Trois promesses du programme électoral des libéraux en 2021 ont été soulignées dans le rapport final du Conseil national des aînés sur le vieillissement à domicile, qui a été commandé par les ministres des Aînés et de la Santé et publié en 2024 :

  • une prestation pour le vieillissement à domicile ;
  • une augmentation permanente du Supplément de revenu garanti ; et
  • une modification du crédit canadien pour aidants naturels afin de le rendre remboursable.

Les deux dernières promesses figurent dans les lettres de mandat des ministres concernés, et aucune des trois promesses n’a été proposée dans les budgets ou les lois fédérales.

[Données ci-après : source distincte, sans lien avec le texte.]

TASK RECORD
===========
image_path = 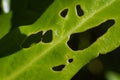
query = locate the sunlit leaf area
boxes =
[0,0,120,80]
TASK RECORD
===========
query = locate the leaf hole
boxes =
[60,8,68,18]
[67,19,115,51]
[42,30,53,43]
[22,31,43,48]
[52,64,65,71]
[68,58,73,63]
[76,5,84,16]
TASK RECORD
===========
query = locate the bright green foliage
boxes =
[0,0,120,80]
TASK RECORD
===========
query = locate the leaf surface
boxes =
[0,0,120,80]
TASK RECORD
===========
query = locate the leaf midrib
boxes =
[5,0,115,80]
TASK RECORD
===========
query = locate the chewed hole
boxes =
[52,64,65,71]
[21,31,43,48]
[42,30,53,43]
[68,58,73,63]
[60,8,68,18]
[67,19,115,51]
[76,5,84,16]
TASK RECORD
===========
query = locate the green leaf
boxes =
[0,0,120,80]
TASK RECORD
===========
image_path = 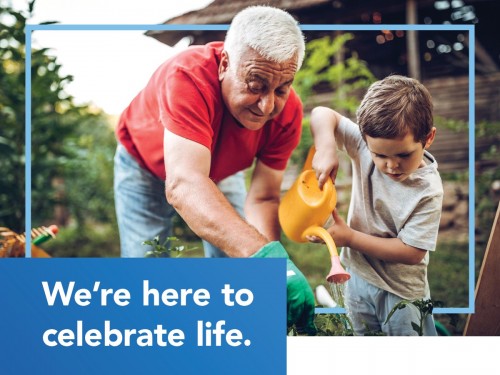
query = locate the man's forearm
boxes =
[166,174,269,257]
[245,197,281,241]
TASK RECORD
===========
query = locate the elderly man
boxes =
[115,6,315,333]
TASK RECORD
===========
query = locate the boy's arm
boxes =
[328,210,427,265]
[311,107,342,189]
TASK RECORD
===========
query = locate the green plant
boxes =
[142,236,196,258]
[384,299,442,336]
[288,314,354,336]
[294,33,375,113]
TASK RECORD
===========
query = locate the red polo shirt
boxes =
[116,42,302,182]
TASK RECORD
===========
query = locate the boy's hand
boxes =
[327,209,354,247]
[312,147,339,189]
[307,209,354,247]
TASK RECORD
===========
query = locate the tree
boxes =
[0,1,116,238]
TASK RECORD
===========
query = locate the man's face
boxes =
[219,48,297,130]
[366,128,436,182]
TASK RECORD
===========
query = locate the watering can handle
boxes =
[302,225,339,257]
[302,145,316,172]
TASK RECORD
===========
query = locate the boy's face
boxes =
[366,128,436,182]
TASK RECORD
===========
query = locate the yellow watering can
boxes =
[278,146,351,284]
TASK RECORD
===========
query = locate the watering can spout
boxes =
[278,146,350,282]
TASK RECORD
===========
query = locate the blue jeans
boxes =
[344,270,437,336]
[114,144,246,258]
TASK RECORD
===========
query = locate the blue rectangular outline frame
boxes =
[25,24,475,314]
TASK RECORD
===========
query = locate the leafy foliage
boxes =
[142,236,196,258]
[294,33,375,114]
[384,299,442,336]
[0,1,116,235]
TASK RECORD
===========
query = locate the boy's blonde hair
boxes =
[356,75,434,146]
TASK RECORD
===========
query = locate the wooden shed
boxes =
[146,0,500,172]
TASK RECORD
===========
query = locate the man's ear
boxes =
[424,126,436,149]
[219,50,229,81]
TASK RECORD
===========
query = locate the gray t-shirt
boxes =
[335,117,443,300]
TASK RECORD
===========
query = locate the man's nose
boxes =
[258,93,274,115]
[387,158,399,170]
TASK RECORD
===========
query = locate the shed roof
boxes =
[146,0,332,46]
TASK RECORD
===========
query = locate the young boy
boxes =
[311,75,443,336]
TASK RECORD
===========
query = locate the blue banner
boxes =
[0,258,286,375]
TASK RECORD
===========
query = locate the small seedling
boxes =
[142,236,196,258]
[384,299,443,336]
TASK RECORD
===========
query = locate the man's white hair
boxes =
[224,6,305,70]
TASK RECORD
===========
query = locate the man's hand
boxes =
[252,241,316,335]
[312,147,339,189]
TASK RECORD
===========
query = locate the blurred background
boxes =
[0,0,500,334]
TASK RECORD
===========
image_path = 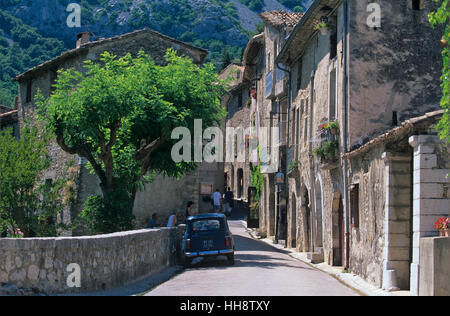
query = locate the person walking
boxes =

Autres promesses libérales en suspens

La mise en œuvre d’un crédit d’impôt pour la prolongation de la carrière des travailleurs âgés a été promise dans le programme électoral des libéraux en 2019 et mentionnée dans la lettre de mandat de l’ancienne ministre des Finances Chrystia Freeland en 2021. Il figurait dans le rapport prébudgétaire de 2024 du Comité permanent des finances, mais pas dans le budget lui-même.

Rien n’a été annoncé concernant ces autres promesses électorales de 2019 :

  • augmenter la prestation canadienne pour enfants de 15 % pour les enfants de moins d’un an ;
  • exonérer d’impôt les prestations de maternité et les prestations parentales de l’assurance-emploi ; et
  • doubler la prestation pour enfants handicapés.